Art in America,  Jan, 2007  by David Ebony

Mose Tolliver, about 87, a key self-taught artist whose stylized figurative paintings were instrumental in gaining international recognition for Outsider artists of the American South. Born ca. 1919 near Montgomery, Ala., Mose T, as he is better known, began painting images on tree stumps as a teenager.

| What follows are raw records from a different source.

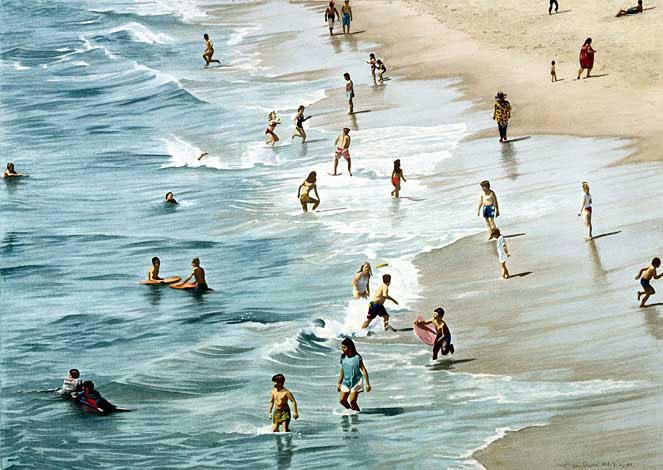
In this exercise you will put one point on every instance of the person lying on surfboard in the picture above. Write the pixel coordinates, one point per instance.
(443, 338)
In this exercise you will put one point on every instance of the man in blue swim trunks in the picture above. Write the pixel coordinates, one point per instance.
(491, 208)
(346, 16)
(376, 307)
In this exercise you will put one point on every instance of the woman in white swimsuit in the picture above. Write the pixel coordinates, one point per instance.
(360, 283)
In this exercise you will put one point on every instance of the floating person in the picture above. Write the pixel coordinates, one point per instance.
(352, 376)
(646, 275)
(299, 124)
(491, 208)
(273, 121)
(586, 58)
(396, 177)
(170, 198)
(502, 251)
(360, 283)
(279, 410)
(304, 190)
(349, 92)
(346, 16)
(443, 338)
(631, 11)
(10, 172)
(376, 306)
(199, 274)
(343, 150)
(502, 114)
(209, 51)
(586, 209)
(331, 13)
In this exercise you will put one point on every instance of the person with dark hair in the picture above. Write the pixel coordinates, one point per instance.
(303, 192)
(279, 410)
(443, 338)
(586, 58)
(646, 275)
(376, 306)
(352, 376)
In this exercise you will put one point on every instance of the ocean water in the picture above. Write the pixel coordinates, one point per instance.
(106, 105)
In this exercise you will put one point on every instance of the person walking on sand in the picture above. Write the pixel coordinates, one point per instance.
(396, 177)
(502, 114)
(586, 209)
(304, 190)
(586, 58)
(646, 275)
(299, 124)
(343, 150)
(346, 16)
(491, 208)
(349, 92)
(331, 13)
(352, 376)
(376, 306)
(209, 51)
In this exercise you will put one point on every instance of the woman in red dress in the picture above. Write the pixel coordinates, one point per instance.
(586, 58)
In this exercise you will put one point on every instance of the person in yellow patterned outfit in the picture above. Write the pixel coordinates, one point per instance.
(502, 114)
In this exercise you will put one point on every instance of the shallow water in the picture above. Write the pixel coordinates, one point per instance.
(107, 106)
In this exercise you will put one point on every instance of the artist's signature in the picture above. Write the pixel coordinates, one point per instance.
(595, 464)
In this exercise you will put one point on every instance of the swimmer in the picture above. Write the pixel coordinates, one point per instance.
(646, 275)
(343, 150)
(304, 190)
(396, 177)
(360, 283)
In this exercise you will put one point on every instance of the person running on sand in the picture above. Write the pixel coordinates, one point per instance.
(491, 208)
(586, 209)
(443, 338)
(273, 122)
(360, 283)
(376, 307)
(586, 58)
(304, 190)
(346, 16)
(396, 177)
(209, 51)
(331, 13)
(502, 251)
(631, 10)
(278, 405)
(352, 376)
(343, 150)
(646, 275)
(10, 172)
(502, 114)
(349, 92)
(299, 124)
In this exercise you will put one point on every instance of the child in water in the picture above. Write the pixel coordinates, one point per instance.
(443, 338)
(645, 275)
(396, 176)
(279, 404)
(352, 376)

After he was crippled by a work accident in the 1960s, he resumed painting full-time at home. Using house paints on small found plywood panels, he developed an extensive visual vocabulary of colorful abstracted figures. Unlike many of the South's folk artists, Mose T did not center his work on biblical themes. Instead, he was inspired by his immediate surroundings, concentrating on recurring motifs based on human, animal and plant forms. For years, he displayed the works in his yard, often hanging them with metal rings from soda- and beer-can pull tops. After his paintings were featured in the Corcoran Gallery's 1982 show "Black Folk Art in America 1930-1980," Mose T began to exhibit in folk-art galleries throughout the country and abroad, and in important museum shows of Outsider art. In later years he was assisted by a number of his children, especially Annie Tolliver, who became an accomplished artist in her own right. Recently, his paintings were included in the museum survey "Testimony: Vernacular Art of the African-American South," which debuted at the Kalamazoo Institute of Arts, Mich., in 2000, and toured the country for several years.